When it comes to driving in the snow, it can help to adjust the air pressure in your tires, at least theoretically. Annoyingly, depending on who you ask, there’s a good chance you’ll get conflicting answers to whether it’s better to add more air or let a little air out. Those who argue the former say increasing the tire pressure reduces the size of the contact patch, which should increase the pressure and therefore the grip. Proponents of the latter say that letting air out of the tire increases the size of the contact patch, putting more of the tire in contact with the ground and offering more grip.
Surely, two opposite approaches can’t be equally effective, right? So which one actually benefits snow performance the best? Conveniently, our friends over at Tyre Reviews decided to answer that exact question. They took a Pirelli winter tire and ran it through a series of tests, evaluating its snow traction, snow braking, snow handling, ice traction and ice braking starting at 50 psi and working their way down 10 psi at a time until they got to 10 psi.

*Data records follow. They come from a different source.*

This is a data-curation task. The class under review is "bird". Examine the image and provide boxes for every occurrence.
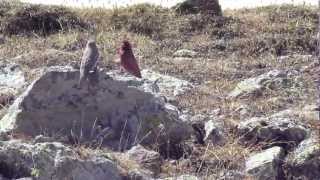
[79,39,99,88]
[118,40,142,78]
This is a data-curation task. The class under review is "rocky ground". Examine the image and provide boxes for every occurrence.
[0,1,320,180]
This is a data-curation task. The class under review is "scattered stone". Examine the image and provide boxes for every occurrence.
[246,147,284,180]
[0,35,6,44]
[208,169,246,180]
[228,70,288,98]
[0,67,191,150]
[173,49,198,58]
[204,120,226,146]
[0,141,121,180]
[171,57,195,63]
[285,134,320,179]
[299,104,320,120]
[0,62,25,107]
[126,145,162,176]
[237,111,309,147]
[157,174,200,180]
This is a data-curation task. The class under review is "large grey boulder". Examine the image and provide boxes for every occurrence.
[107,69,194,100]
[0,67,190,149]
[0,61,26,106]
[126,145,162,176]
[285,134,320,179]
[237,110,310,144]
[174,0,222,16]
[157,174,200,180]
[228,70,288,98]
[0,141,121,180]
[246,146,284,180]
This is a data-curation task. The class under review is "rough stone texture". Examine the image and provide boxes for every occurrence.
[0,62,26,106]
[107,69,194,99]
[299,104,320,120]
[208,169,246,180]
[0,67,191,149]
[173,49,198,58]
[157,174,200,180]
[285,134,320,179]
[246,147,284,180]
[175,0,222,16]
[228,70,288,98]
[126,145,162,176]
[237,111,309,147]
[0,34,6,44]
[0,141,121,180]
[0,62,25,89]
[204,120,226,145]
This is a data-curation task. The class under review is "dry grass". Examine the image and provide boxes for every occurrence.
[0,3,319,177]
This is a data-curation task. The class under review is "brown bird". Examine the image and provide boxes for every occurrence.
[79,39,99,87]
[118,40,142,78]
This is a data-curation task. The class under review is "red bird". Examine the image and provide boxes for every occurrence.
[118,40,142,78]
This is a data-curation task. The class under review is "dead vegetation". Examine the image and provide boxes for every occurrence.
[0,2,318,179]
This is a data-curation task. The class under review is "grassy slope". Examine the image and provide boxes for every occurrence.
[0,0,317,178]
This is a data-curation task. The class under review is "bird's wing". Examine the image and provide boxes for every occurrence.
[126,54,141,78]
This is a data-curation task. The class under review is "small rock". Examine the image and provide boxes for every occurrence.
[173,49,198,58]
[157,174,200,180]
[285,134,320,179]
[237,111,309,149]
[246,147,284,180]
[0,35,6,44]
[0,141,122,180]
[107,69,194,100]
[204,120,225,145]
[0,62,26,90]
[228,70,287,98]
[126,145,162,176]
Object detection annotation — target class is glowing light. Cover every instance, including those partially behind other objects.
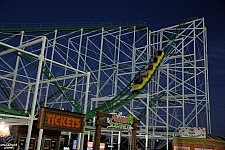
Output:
[0,124,5,131]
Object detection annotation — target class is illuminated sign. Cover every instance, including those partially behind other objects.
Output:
[107,114,133,130]
[38,108,85,132]
[179,127,206,138]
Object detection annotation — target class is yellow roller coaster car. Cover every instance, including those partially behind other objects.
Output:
[132,51,164,91]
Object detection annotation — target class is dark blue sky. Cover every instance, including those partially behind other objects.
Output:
[0,0,225,136]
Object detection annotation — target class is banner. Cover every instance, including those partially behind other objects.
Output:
[179,127,206,138]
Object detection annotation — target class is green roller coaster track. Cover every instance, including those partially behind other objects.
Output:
[0,17,196,119]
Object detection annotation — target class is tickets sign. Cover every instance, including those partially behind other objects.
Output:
[38,108,85,133]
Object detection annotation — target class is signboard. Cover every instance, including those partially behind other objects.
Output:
[38,108,85,133]
[87,142,105,150]
[174,146,190,150]
[107,114,134,130]
[179,127,206,138]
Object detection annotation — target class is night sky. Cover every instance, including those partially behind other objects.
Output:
[0,0,225,136]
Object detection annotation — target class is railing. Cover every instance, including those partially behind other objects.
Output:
[0,22,147,32]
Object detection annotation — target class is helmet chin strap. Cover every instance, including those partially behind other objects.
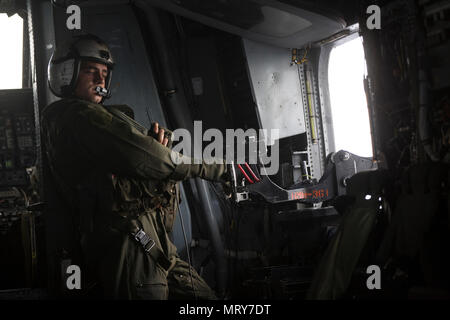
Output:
[95,86,111,98]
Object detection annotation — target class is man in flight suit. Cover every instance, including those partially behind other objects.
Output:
[42,35,227,299]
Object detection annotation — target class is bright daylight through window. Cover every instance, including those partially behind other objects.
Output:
[328,38,372,157]
[0,13,23,89]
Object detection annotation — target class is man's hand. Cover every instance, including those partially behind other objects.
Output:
[152,122,169,147]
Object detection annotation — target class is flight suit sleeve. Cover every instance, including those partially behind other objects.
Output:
[66,102,226,181]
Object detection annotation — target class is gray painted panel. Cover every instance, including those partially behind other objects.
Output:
[243,39,306,144]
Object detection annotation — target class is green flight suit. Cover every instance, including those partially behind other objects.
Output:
[42,99,226,299]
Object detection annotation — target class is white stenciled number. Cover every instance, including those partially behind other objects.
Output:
[66,264,81,290]
[66,4,81,30]
[366,264,381,290]
[366,4,381,30]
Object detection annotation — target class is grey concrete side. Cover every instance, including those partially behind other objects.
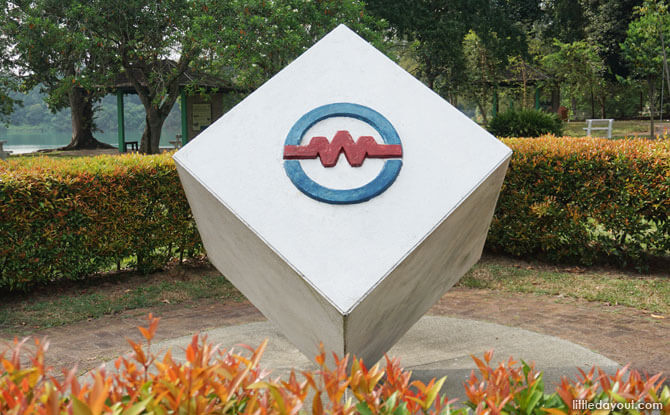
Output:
[176,162,344,356]
[344,158,509,361]
[140,316,619,399]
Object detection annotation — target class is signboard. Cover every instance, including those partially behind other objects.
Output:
[174,26,511,364]
[191,104,212,131]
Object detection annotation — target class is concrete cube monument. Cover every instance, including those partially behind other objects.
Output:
[174,26,511,364]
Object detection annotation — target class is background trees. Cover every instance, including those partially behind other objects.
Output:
[621,0,670,136]
[0,0,113,149]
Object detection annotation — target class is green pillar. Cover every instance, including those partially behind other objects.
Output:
[179,88,188,145]
[116,91,126,153]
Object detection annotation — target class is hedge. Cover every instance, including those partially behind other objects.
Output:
[486,136,670,268]
[0,315,670,415]
[0,136,670,290]
[0,155,201,290]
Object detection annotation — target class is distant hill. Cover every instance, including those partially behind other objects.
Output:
[0,87,181,146]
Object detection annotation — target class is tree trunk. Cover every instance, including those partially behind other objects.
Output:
[551,85,561,113]
[140,108,167,154]
[647,77,656,139]
[477,101,489,125]
[59,88,114,150]
[591,87,596,118]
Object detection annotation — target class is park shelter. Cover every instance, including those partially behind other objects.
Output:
[111,66,243,153]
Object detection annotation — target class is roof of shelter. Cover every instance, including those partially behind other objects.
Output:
[111,59,242,94]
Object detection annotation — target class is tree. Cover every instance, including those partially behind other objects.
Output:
[463,31,503,124]
[0,0,110,149]
[582,0,643,82]
[369,0,539,104]
[223,0,386,88]
[621,0,670,137]
[541,40,607,118]
[78,0,238,153]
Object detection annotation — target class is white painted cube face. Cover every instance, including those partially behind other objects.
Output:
[174,26,511,361]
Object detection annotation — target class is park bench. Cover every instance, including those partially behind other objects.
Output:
[584,118,614,138]
[0,141,12,160]
[123,141,140,153]
[168,134,181,150]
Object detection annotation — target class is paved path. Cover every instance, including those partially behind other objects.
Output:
[3,288,670,384]
[140,316,620,401]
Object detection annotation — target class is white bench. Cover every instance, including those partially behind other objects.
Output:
[0,141,12,160]
[584,118,614,138]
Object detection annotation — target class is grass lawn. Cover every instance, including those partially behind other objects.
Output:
[563,119,670,138]
[0,257,670,335]
[0,264,245,335]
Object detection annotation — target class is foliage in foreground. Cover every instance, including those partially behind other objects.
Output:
[0,136,670,290]
[0,315,670,415]
[488,109,563,137]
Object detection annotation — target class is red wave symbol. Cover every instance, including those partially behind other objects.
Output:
[284,130,402,167]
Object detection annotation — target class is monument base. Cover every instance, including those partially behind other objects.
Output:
[140,316,620,400]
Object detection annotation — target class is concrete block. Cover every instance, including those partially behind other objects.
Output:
[174,26,511,363]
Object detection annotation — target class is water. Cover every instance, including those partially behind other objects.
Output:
[3,144,61,154]
[0,126,182,154]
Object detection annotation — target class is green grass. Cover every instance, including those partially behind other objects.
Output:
[0,257,670,336]
[563,119,668,138]
[0,275,244,334]
[459,262,670,314]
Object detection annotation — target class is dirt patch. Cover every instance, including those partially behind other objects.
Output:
[3,288,670,376]
[429,288,670,374]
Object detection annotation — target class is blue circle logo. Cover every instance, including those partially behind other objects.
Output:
[284,103,403,204]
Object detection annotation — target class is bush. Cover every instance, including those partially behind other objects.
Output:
[0,137,670,289]
[488,110,563,137]
[0,151,200,289]
[0,315,670,415]
[486,137,670,268]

When testing acceleration in the snow, lower tire pressure was clearly better. Accelerating from five to 35 km/h in the 50 psi tire took 5.65 seconds, while the tire with 10 psi did it in 4.69 seconds, and each step down improved acceleration. Braking tests showed a similar trend, and handling was the same story, although 10 psi was definitely too low for optimal road handling. On ice, lower was also better until you got to 10 psi, where acceleration suddenly got way worse.
Braking on ice, on the other hand, was a little weird. Despite a general trend of lower tire pressure leading to lower braking distances, the 30 psi tires performed the worst. Why that’s the case and why acceleration got worse at 10 psi but braking got better, it still isn’t clear. But that’s also what happens when you run experiments. So in the end, lower tire pressure wins out over going higher, but you can also definitely go too low. Don’t drop it all the way down to 10 psi.
Now you know — if you need a little extra grip in the snow, just let some air out of your tires.